In many respects, I'm still recovering from the great meeting last weekend and thinking through everything that was demonstrated and talked about.  One thing that I would like to contribute back to the group is a description of what a "workflow" might look like as part of an ingestion front end to Fedora.  One can't help but be impressed with the work that Rutgers did with their front end to the NJDH, and it seems like each one of us is considering what such a workflow would look like and what it would do.

This has been talked about a great deal in Ohio as well given the widely divergent uses for our repository, and it has lead to a notion of an "Ingestion Workflow Framework" that could guide an object through the steps from uploading to registration in the repository.

Below is a snapshot of what we're calling 'workflow':

Ingestion Workflow Framework

Part of the CommunityConfiguration for each DRC Community is the specification of how new content is processed as it enters the Community. The processing happens in Queues that make up the IngestionWorkflowFramework, ultimately leading to the publication of the content in the DRC Community. Workflow Queues are set up to provide for -- among other functions -- a hold on publication pending EditorModerator approval, a web-assisted peer review process, enrichment of metadata, and setting of digital rights and access management.

Under the guidance of the IngestionWorkflowFramework, processing of an object is stewarded among a string of Queues as defined by the EditorModerator for a particular Community. Once an item finishes in one Queue -- for instance, the setting of digital rights by the AuthorCreator -- it moves to the next Queue in the string -- say, to be held pending EditorModerator approval. There is no limit to the length or complexity of the string of Queues.

In the initial stages of the implementation of the IngestionWorkflowFramework, it is anticipated that this will be a serial list of Queues (in other words, an object cannot be in more than one Queue). Practically speaking, this means that a metadata enhancement process cannot occur while the object is undergoing the peer review process; once an object leaves the peer review process it can enter into the metadata enhancement process. It is hoped that a later implementation will allow for parallel processing in multiple queues in cases where this makes sense while ensuring the integrity of the object and its metadata.

List of Queues

These processing Queues are currently defined for the DRC:

Examples

The most simple string of queues is simply "PublishQueue": as soon as the object is submitted by the AuthorCreator, it is made available to the CommunityAudience. Another simple string is "ReviewQueue". When the object is submitted, the EditorModerator is notified and has the choice of which queue(s) in which to place the object (into PublishQueue, for instance, to make it available or into MetadataEnhancementQueue followed by PublishQueue).

The string of queues can be complex as well: "PeerReviewQueue ResubmitQueue ReviewQueue MetadataEnhancementQueue PublishQueue". In this example, a submitted item is immediately send to commentators as part of the peer review process. The item is sent back to the submitter for revision and is then held in the editor/moderator's queue for a decision.
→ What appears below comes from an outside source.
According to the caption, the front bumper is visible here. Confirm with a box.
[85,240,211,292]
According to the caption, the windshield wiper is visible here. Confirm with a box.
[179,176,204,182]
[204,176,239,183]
When the editor/moderator gives approval, the item is put in a queue of objects to be reviewed by a library cataloger or subject specialist to enhance the object's metadata. At the conclusion of the enhancement process, the item is available to the community's audience.

The IngestionWorkflowFramework concept allows for a great deal of flexibility in defining how content will be handled in a community. For instance, if the last two queues the the preceeding example were switched (specifying "PeerReviewQueue ResubmitQueue ReviewQueue PublishQueue MetadataEnhancementQueue"), objects approved by the EditorModerator would be immediately published, then enter a queue for metadata enhancement by a cataloger.

Differing Workflows for Various Users

A refinement to the IngestionWorkflowFramework will be the ability for the EditorModerator to specify different strings of queues for different groups of users. Based on attributes received for a user through ShibAccessMgt, this can allow an EditorModerator to give different levels of publication privileges to the Community's content. A Community can be set, for example, to use a workflow queue string of "PublishQueue" for all faculty members of a department (meaning that the content will be published immediately) and a workflow queue string of "ReviewQueue PublishQueue" for all graduate students of the department (meaning that content will be held for EditorModerator approval before publication in the Community).

What is missing in here now is the Records Management aspects of the OASIS framework as described by Kevin of Yale and Robert and Eliot of Tufts.  Much of it could probably be embedded into the wizards, or it may require a separate workflow queue of its own.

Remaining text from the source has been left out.